У Дейзи бледнеют щеки, на верхней губе выступает легкая испарина.
– Я… – Едва срывается это слово, как она поджимает губы. Шарит глазами по комнате, будто только-только пришла в себя и не может сообразить, где очутилась. Перехватывает взгляд Ал, и та немедленно привстает с пяток, недвусмысленно подавая корпус к двери, будто вот-вот сорвется с места. – Пожалуй, будет лучше, если начнет кто-то другой. – Дейзи глядит на меня и смеется. – Эмма?
Я молча мотаю головой. Ага. Разбежалась.
Остальные сидят молча. Обе шведки притулились друг к другу; ни дать ни взять сиамские близнецы. Фрэнк вообще отвернулся и не мигая глядит в окно.
– Давайте я, – предлагает Линна. Теперь она тоже сидит по-турецки, развернув вокруг себя саронг яркой лужицей.
– Спасибо, Линна, – кивает ей Айзек, и та расцветает майской розой.
– Когда я последний раз видела маму, – говорит Линна, не сводя с него глаз, – она обмолвилась, что ее ненавидит Бог. Я спрашиваю, что, мол, случилось, а она говорит: «Как что? Аборт-то не удался, вот и приходится с тобой, подлой, возиться».
Одна из шведок-блондинок ахает, а я зажмуриваюсь, потому что в комнате вдруг поехали стены и к горлу подкатила рвота. Не могу я слушать про аборты, уже не могу… с тех пор как…
Что-то принимается ползать у меня на коленке, и я едва не кричу. Слава богу, это всего лишь рука Дейзи. Она утешающе гладит меня, я сосредоточиваюсь на тепле ее ладони, воображаю, что слышу ее голос…
Только у Дейзи получалось вывести меня из панических приступов, я только ей доверяла, позволяла видеть в таком состоянии. Она гладила мне руку, разговаривала; придумывала, каким может быть мой самый замечательный отпуск, заставляла его мысленно пережить. Глаза закрывать не просила, сосредоточиться на дыхании тоже не предлагала, но, уведя мои мысли куда-то в сторону, разрывала порочный круг гипервентиляции, тахикардии и ощущения подступившей смертной тоски.
– В тот вечер моя мама была пьяна, – продолжает Линна, и я вновь поднимаю веки. – Вернее, она всегда пьяна. Отец погиб в ДТП, когда мне было пятнадцать, вот с той поры она и пристрастилась к бутылке. Уверяла, что отец был любовью всей ее жизни, что не мешало ей водить мужиков из паба. Я даже со счета сбилась…
Она умолкает и глядит в пол. Держит себя совершенно неподвижно, целиком уйдя в мысли. Айзек неслышно встает на ноги, пересекает комнату и садится в позу полулотоса ровнехонько перед ней. Мы с Дейзи переглядываемся.
– Посмотри на меня, – говорит он до того тихо, что я едва разбираю слова.
Линна медленно вскидывает лицо. Айзек подается вперед и глубоко заглядывает ей в глаза, да с таким сопереживанием и сочувствием, что она ударяется в слезы.
– Кто-то из маминых мужчин тебя обидел?
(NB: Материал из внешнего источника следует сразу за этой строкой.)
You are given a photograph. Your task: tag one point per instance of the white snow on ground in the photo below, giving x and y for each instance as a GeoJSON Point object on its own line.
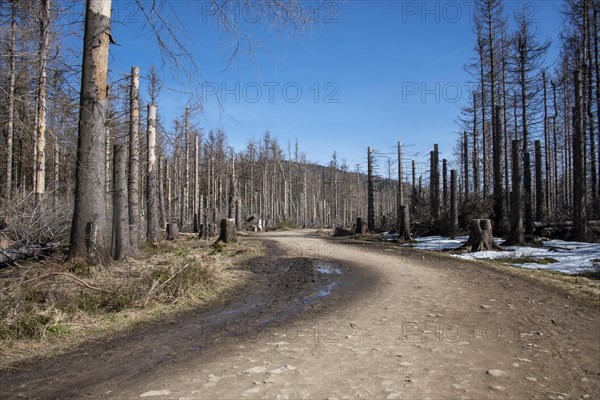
{"type": "Point", "coordinates": [571, 257]}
Да, Линна? – шепчет он.
Она трясет головой.
– Кто прокрался к тебе в спальню, когда мама отключилась на той кушетке? А, Линна?
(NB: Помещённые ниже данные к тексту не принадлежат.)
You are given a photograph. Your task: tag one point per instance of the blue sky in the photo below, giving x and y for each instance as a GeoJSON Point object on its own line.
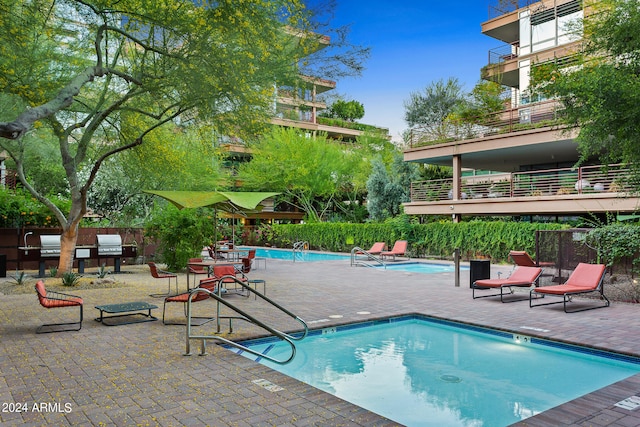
{"type": "Point", "coordinates": [413, 43]}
Та роняет лицо, однако Айзек быстрее молнии подхватывает Линну за подбородок и заставляет поднять глаза.
– Кто это был?
Линна силится замотать головой, однако Айзек держит крепко.
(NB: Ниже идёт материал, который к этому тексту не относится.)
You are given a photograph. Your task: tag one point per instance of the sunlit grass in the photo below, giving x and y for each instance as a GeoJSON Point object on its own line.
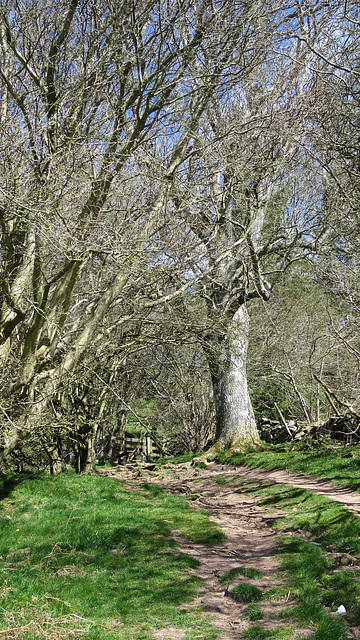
{"type": "Point", "coordinates": [341, 466]}
{"type": "Point", "coordinates": [96, 558]}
– Кто? – повторяет он много громче, настойчивей. – Кто тебя обидел? И как? – Он сдергивает ее футболку с одного плеча, обнажая бледную, костлявую ключицу. – Кто заставил тебя саму себя ненавидеть так, что ты даже есть перестала? Кто довел тебя до состояния, когда лишь отказ от пищи дает чувство, будто у тебя все под контролем?
Сейчас его голос уже гремит, отражаясь от стен и потолка, заполняя все помещение. Пряный запах курений, идущий от массы дымящихся палочек, которые тут повсюду – они торчат не только из своих держателей, но и воткнуты в горшки с растениями, – кружит голову. Воздух густ как суп, пропитан жасмином и болезненными эмоциями. Книжные шкафы нависают со всех сторон, стискивают нас в одну кучку. Меня так и подмывает вскочить, броситься к окну, распахнуть створки, но я словно прикована к своему молитвенному коврику.